Find multi-line text & replace it, using regex, in shell script - regex

I am trying to find a pattern of two consecutive lines, where the first line is a fixed string and the second has a part substring I like to replace.
This is to be done in sh or bash on macOS.
If I had a regex tool at hand that would operate on the entire text, this would be easy for me. However, all I find is bash's simple text replacement - which doesn't work with regex, and sed, which is line oriented.
I suspect that I can use sed in a way where it first finds a matching first line, and only then looks to replace the following line if its pattern also matches, but I cannot figure this out.

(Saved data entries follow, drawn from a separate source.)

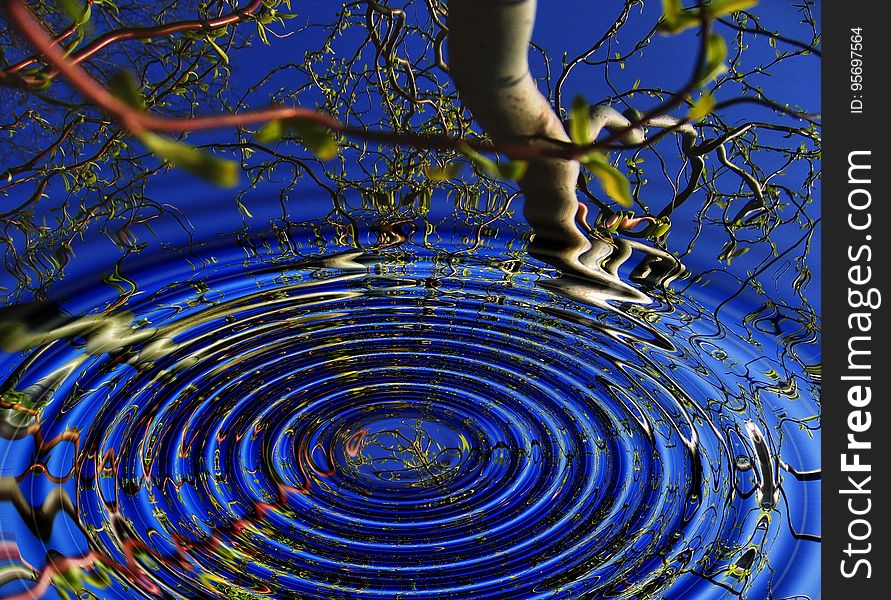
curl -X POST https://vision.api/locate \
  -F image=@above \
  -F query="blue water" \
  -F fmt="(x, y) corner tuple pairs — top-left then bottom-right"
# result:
(0, 191), (819, 599)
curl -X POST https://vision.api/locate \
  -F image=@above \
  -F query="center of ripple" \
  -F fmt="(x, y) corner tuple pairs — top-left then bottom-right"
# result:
(52, 246), (771, 600)
(338, 407), (473, 492)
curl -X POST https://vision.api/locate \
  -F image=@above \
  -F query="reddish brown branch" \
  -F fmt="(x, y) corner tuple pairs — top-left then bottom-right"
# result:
(1, 0), (550, 159)
(0, 118), (80, 180)
(0, 0), (723, 168)
(62, 0), (263, 68)
(2, 0), (263, 85)
(3, 0), (96, 75)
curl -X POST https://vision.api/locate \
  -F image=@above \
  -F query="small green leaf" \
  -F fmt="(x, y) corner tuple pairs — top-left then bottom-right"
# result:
(569, 96), (592, 145)
(458, 144), (498, 177)
(659, 0), (700, 33)
(205, 37), (230, 64)
(497, 159), (528, 181)
(109, 71), (145, 110)
(706, 0), (758, 19)
(426, 163), (462, 181)
(54, 566), (84, 593)
(698, 33), (728, 84)
(292, 121), (339, 160)
(257, 21), (270, 45)
(31, 73), (53, 91)
(726, 246), (749, 265)
(582, 151), (633, 207)
(661, 0), (758, 34)
(56, 0), (92, 27)
(139, 132), (239, 188)
(255, 119), (284, 143)
(688, 92), (716, 121)
(236, 200), (254, 218)
(662, 0), (683, 20)
(255, 119), (339, 160)
(650, 217), (672, 238)
(458, 144), (528, 182)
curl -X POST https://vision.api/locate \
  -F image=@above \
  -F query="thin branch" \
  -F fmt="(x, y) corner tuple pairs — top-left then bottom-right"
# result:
(1, 0), (264, 87)
(1, 0), (817, 172)
(2, 0), (97, 75)
(717, 16), (821, 57)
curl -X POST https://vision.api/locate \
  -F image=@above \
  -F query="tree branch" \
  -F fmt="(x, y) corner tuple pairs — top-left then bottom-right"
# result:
(1, 0), (264, 87)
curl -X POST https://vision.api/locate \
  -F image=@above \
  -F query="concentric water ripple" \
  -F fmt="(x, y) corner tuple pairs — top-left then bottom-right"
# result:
(0, 228), (819, 599)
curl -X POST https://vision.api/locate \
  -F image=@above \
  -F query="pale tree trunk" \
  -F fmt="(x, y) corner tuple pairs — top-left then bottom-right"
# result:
(447, 0), (651, 303)
(447, 0), (581, 252)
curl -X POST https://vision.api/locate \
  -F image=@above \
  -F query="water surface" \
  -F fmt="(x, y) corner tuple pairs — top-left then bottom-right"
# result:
(0, 191), (819, 599)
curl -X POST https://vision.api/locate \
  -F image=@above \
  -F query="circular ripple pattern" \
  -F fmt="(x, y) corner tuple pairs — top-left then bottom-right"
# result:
(0, 242), (819, 599)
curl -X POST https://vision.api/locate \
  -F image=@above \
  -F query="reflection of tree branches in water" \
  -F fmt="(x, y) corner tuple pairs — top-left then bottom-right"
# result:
(0, 391), (330, 599)
(346, 420), (466, 488)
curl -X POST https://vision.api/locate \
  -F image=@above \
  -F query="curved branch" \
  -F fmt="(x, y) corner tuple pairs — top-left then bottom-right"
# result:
(717, 16), (821, 57)
(1, 0), (264, 87)
(553, 1), (634, 116)
(2, 0), (96, 75)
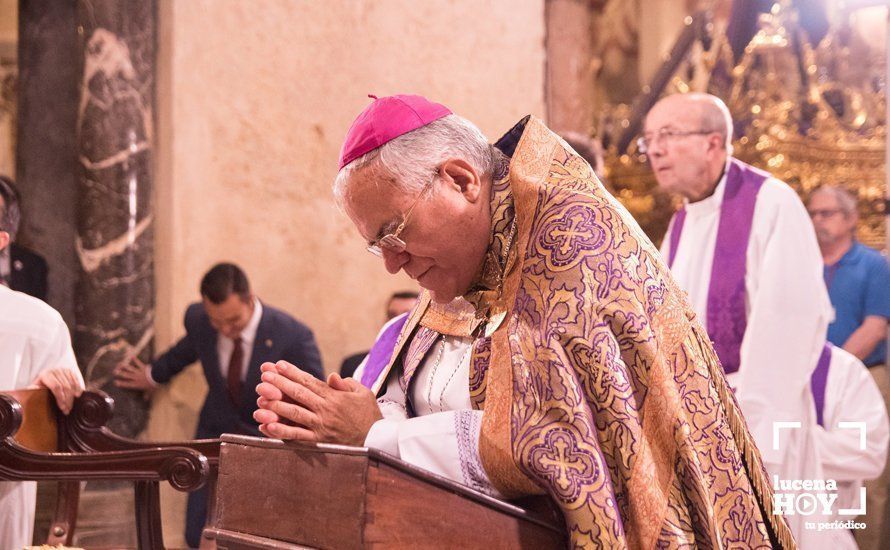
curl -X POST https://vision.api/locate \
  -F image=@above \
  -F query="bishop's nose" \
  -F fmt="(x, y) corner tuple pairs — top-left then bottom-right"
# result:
(383, 249), (410, 275)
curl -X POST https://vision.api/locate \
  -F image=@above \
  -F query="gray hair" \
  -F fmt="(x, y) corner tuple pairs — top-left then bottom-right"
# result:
(808, 185), (858, 217)
(691, 93), (734, 153)
(333, 114), (495, 205)
(0, 175), (21, 238)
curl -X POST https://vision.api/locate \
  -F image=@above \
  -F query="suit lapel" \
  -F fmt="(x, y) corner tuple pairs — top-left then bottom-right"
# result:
(202, 321), (225, 390)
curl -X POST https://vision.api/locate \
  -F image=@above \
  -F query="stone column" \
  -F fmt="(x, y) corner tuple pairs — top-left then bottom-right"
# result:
(74, 0), (156, 437)
(16, 0), (80, 327)
(545, 0), (598, 134)
(70, 2), (157, 546)
(15, 2), (82, 543)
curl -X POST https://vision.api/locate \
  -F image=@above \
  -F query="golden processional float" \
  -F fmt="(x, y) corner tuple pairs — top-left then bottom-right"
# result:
(600, 0), (887, 251)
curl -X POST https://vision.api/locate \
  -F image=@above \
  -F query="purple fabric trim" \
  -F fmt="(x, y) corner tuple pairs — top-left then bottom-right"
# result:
(706, 159), (767, 375)
(811, 344), (832, 428)
(360, 314), (409, 388)
(667, 208), (686, 268)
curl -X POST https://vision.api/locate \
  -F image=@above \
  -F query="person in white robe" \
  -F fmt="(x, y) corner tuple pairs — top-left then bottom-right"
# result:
(809, 345), (889, 548)
(0, 212), (84, 549)
(646, 92), (834, 545)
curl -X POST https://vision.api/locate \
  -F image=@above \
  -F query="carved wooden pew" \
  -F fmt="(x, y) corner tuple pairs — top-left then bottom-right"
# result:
(61, 390), (225, 533)
(0, 388), (214, 549)
(205, 435), (567, 549)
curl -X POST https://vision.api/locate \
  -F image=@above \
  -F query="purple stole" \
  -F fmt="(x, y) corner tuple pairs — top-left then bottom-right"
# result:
(360, 314), (410, 388)
(667, 159), (768, 375)
(810, 344), (833, 427)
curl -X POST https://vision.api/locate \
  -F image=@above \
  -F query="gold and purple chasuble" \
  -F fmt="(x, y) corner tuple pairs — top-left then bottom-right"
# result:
(371, 117), (795, 549)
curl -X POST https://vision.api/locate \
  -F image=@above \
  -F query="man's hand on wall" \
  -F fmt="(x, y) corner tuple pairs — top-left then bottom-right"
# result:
(113, 356), (156, 395)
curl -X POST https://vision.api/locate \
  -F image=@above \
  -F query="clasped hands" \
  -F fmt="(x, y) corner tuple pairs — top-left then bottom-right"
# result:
(253, 361), (382, 446)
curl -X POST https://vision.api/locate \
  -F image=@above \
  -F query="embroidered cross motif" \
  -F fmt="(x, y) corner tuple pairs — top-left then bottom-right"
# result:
(532, 429), (597, 501)
(540, 206), (607, 267)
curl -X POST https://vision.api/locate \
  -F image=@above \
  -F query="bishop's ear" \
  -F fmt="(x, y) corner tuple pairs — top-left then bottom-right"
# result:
(440, 159), (482, 202)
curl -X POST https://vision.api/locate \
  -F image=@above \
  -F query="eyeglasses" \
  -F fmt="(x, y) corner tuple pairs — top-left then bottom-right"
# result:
(366, 176), (436, 257)
(636, 128), (715, 154)
(808, 208), (844, 220)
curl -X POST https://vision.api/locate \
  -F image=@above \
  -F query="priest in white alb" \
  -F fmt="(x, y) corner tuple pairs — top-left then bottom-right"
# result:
(646, 92), (835, 545)
(809, 343), (889, 548)
(0, 198), (85, 549)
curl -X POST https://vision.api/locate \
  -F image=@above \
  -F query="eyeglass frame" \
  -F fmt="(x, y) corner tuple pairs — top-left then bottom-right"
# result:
(636, 127), (717, 155)
(807, 208), (846, 220)
(366, 174), (437, 257)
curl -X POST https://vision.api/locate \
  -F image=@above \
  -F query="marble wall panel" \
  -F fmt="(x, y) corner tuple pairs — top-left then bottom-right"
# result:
(74, 0), (156, 437)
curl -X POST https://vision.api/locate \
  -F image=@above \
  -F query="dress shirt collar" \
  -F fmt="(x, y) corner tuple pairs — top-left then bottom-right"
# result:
(239, 297), (263, 345)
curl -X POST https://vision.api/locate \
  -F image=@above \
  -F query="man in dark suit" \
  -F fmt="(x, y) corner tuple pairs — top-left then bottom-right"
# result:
(114, 262), (322, 547)
(0, 176), (49, 301)
(8, 243), (49, 301)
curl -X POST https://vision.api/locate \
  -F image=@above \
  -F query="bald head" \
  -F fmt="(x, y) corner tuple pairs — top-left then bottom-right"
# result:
(652, 93), (733, 151)
(643, 93), (735, 202)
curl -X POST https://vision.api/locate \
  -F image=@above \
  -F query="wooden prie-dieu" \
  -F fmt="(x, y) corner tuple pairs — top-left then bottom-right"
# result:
(205, 434), (566, 549)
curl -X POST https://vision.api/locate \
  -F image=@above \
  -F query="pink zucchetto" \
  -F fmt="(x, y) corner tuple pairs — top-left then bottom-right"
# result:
(337, 94), (452, 170)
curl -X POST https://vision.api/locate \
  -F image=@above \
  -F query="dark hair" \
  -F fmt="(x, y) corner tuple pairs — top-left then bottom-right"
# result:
(390, 290), (419, 301)
(200, 263), (251, 304)
(0, 175), (21, 236)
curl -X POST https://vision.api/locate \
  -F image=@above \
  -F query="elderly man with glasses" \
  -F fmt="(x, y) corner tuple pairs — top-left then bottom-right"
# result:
(647, 93), (836, 546)
(254, 94), (796, 547)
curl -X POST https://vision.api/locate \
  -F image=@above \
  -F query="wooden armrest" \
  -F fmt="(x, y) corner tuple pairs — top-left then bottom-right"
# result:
(64, 391), (221, 464)
(0, 440), (210, 492)
(2, 390), (213, 549)
(1, 393), (209, 491)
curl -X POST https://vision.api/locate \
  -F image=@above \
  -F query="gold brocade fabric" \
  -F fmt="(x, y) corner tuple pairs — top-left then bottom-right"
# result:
(463, 162), (516, 321)
(375, 117), (794, 548)
(476, 116), (793, 548)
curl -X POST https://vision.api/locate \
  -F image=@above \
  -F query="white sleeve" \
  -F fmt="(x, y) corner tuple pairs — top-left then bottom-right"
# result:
(363, 374), (501, 498)
(736, 181), (833, 467)
(28, 309), (84, 388)
(364, 373), (409, 457)
(816, 349), (889, 482)
(398, 409), (501, 497)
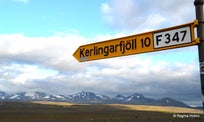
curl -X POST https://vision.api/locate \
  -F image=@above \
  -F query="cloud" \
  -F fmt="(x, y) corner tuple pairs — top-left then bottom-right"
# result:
(0, 33), (88, 72)
(0, 33), (91, 92)
(101, 0), (194, 34)
(0, 32), (201, 106)
(10, 64), (58, 84)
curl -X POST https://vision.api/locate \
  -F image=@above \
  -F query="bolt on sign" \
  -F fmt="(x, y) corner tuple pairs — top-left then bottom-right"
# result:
(73, 20), (200, 62)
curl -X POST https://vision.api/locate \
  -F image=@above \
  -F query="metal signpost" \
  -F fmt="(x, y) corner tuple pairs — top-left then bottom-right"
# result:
(194, 0), (204, 112)
(73, 21), (199, 62)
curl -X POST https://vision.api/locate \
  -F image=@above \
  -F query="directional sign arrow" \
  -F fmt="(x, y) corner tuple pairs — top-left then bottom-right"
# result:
(73, 20), (199, 62)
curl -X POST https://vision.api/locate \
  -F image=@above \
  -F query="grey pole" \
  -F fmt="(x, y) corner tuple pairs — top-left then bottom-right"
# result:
(194, 0), (204, 112)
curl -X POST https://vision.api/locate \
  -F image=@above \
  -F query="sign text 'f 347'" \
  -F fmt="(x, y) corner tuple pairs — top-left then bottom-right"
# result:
(73, 20), (199, 62)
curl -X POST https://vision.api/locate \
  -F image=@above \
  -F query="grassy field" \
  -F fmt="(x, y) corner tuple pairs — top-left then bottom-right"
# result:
(109, 104), (203, 114)
(0, 101), (203, 122)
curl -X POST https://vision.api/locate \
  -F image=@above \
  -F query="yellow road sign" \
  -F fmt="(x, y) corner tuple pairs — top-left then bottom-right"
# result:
(73, 20), (199, 62)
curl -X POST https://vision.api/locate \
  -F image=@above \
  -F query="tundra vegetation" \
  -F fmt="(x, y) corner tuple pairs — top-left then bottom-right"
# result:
(0, 101), (203, 122)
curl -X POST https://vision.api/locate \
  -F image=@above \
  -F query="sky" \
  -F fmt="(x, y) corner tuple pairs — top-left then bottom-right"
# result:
(0, 0), (202, 106)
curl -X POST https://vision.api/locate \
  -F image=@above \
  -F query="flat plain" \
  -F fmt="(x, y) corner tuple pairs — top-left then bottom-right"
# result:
(0, 101), (203, 122)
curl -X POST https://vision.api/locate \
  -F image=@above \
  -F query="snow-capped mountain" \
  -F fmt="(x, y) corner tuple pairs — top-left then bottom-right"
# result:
(114, 95), (126, 101)
(25, 92), (50, 100)
(9, 92), (27, 100)
(155, 97), (190, 108)
(0, 91), (190, 108)
(0, 91), (8, 100)
(125, 93), (145, 102)
(69, 91), (111, 102)
(125, 93), (155, 104)
(6, 92), (69, 101)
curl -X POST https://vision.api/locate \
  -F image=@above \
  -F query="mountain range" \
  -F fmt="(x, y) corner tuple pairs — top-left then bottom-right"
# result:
(0, 91), (190, 108)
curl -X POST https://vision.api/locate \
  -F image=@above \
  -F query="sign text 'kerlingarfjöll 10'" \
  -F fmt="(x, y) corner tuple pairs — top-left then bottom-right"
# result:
(73, 20), (199, 62)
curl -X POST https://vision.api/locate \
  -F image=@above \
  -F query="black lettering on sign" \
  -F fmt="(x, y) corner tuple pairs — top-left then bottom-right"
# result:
(85, 49), (89, 57)
(80, 48), (85, 57)
(154, 28), (189, 48)
(120, 41), (125, 54)
(156, 35), (162, 46)
(110, 45), (115, 53)
(141, 37), (151, 48)
(164, 33), (171, 44)
(180, 30), (186, 41)
(126, 40), (132, 50)
(172, 32), (179, 42)
(163, 31), (187, 44)
(79, 38), (137, 58)
(89, 49), (93, 56)
(104, 46), (109, 56)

Or are there other tools present on macOS that would let me do a regex-based search-and-replace over an entire file or a string? Maybe with Python (v2.7 and v3 is installed)?
Here's a sample text and how I like it modified:
keyA
value:474
keyB
value:474 <-- only this shall be replaced (follows "keyB")
keyC
value:474
keyB
value:474
Now, I want to find all occurances where the first line is "keyB" and the following one is "value:474", and then replace that second line with another value, e.g. "value:888".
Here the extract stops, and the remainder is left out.